C’è voluta costanza di vizi,
impazienza e alcool, e fumo e notti insonni
a plasmare gole roche, a traviare voci.
Ora attempati e soddisfatti
son pronti ad allevare note
e musiche usate come asciugamani d’albergo.
Note perdio, stupite d’essere in alto
a grattare soffitti, muovere ragni e rimbalzare. Finché…
Ci hanno buttato fuori dai nostri cieli azzurrini
di fumo e di angeli caduti in pozze di birra acidula.
E’ quartetto jazz stanotte
che continua sotto un cielo imberbe di stelle e nero,
così nero che risucchia l’anima.
Si sono zittite le voci, la sfida ai vicini,
alla campagna, al fieno, ai grilli ed alle rane
tra scrosciare d’accendini e fiammelle e punti rossi,
tutti ora ammutoliti davanti al sax
che s’inerpica e non finisce,
neppure oltre gli alberi
così impudichi di riflessi argentei, senza luna.
Riuscirà,
oddio,
riuscirà davvero a scalare il cielo questo pezzo di carne e di metallo?
Che è astronave,
casa, luce, latte rancido e buio.
E tutto assieme alita vita, testa, sesso,
sempre più teso, è arco polito, iperbole che sale, sale, sale. Finché…

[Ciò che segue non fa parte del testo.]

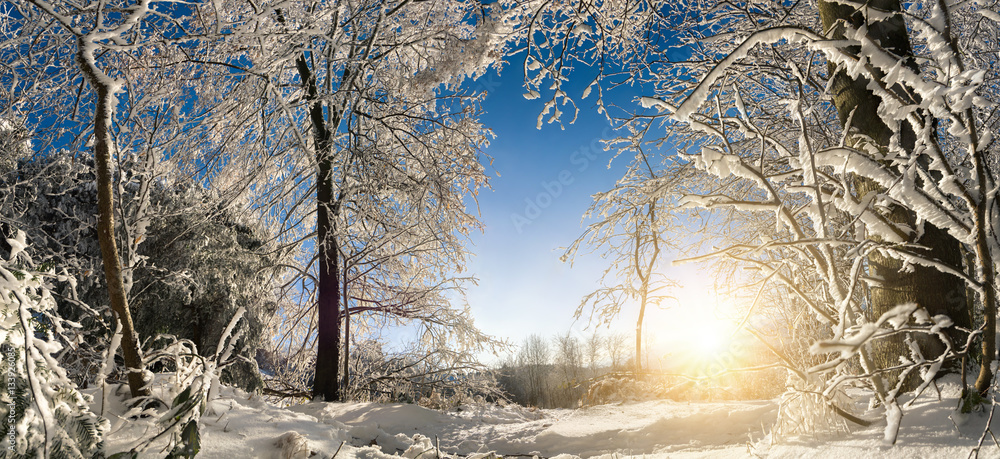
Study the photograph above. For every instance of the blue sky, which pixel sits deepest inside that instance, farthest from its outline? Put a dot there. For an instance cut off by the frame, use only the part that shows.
(546, 179)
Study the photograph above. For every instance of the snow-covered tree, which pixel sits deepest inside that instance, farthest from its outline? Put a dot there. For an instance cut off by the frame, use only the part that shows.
(380, 112)
(870, 160)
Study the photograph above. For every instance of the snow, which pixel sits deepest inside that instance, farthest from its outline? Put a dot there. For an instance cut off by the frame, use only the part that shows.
(246, 426)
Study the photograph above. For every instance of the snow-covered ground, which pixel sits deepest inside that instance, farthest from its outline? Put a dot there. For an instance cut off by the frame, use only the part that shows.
(240, 426)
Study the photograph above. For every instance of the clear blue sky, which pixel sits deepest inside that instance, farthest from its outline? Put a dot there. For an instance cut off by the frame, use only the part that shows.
(547, 177)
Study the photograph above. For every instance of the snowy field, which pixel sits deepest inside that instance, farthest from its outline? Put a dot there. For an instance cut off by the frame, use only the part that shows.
(240, 426)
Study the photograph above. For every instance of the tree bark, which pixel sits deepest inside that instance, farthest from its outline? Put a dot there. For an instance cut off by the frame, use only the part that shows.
(938, 292)
(103, 146)
(326, 381)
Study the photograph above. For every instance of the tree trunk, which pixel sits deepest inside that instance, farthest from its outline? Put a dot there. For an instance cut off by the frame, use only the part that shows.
(103, 145)
(326, 381)
(638, 335)
(347, 336)
(938, 292)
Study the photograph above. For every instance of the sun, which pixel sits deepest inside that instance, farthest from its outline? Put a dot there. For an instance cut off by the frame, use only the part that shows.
(696, 325)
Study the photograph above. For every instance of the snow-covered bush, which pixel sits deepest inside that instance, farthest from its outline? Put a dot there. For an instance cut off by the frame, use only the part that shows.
(47, 416)
(192, 382)
(198, 262)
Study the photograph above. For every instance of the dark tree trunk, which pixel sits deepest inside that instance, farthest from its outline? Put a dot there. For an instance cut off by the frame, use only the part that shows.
(326, 381)
(106, 224)
(938, 292)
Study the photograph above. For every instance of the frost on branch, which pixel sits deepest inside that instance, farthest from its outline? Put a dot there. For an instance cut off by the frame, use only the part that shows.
(51, 417)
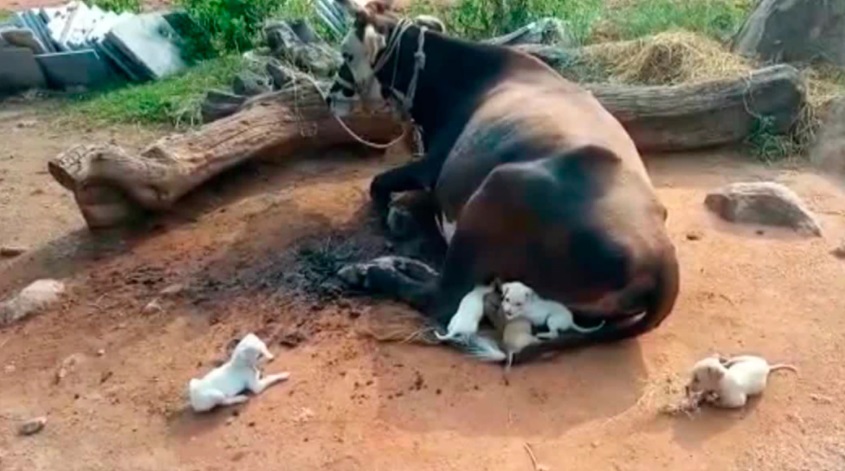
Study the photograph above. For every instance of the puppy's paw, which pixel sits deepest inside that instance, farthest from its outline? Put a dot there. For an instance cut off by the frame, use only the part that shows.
(401, 223)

spezza una nota piana e precipita nel silenzio.
S’è lasciato andare. Sapendo.
L’ha raccolto un basso amorevole,
ma così amorevole
che è abbraccio e madre e carezza per un figlio sudato dopo il gioco.
Stremati abbiamo affondato la testa nell’erba,
e di tutte quelle note,
una, ancora risuona conficcata in una balla di fieno.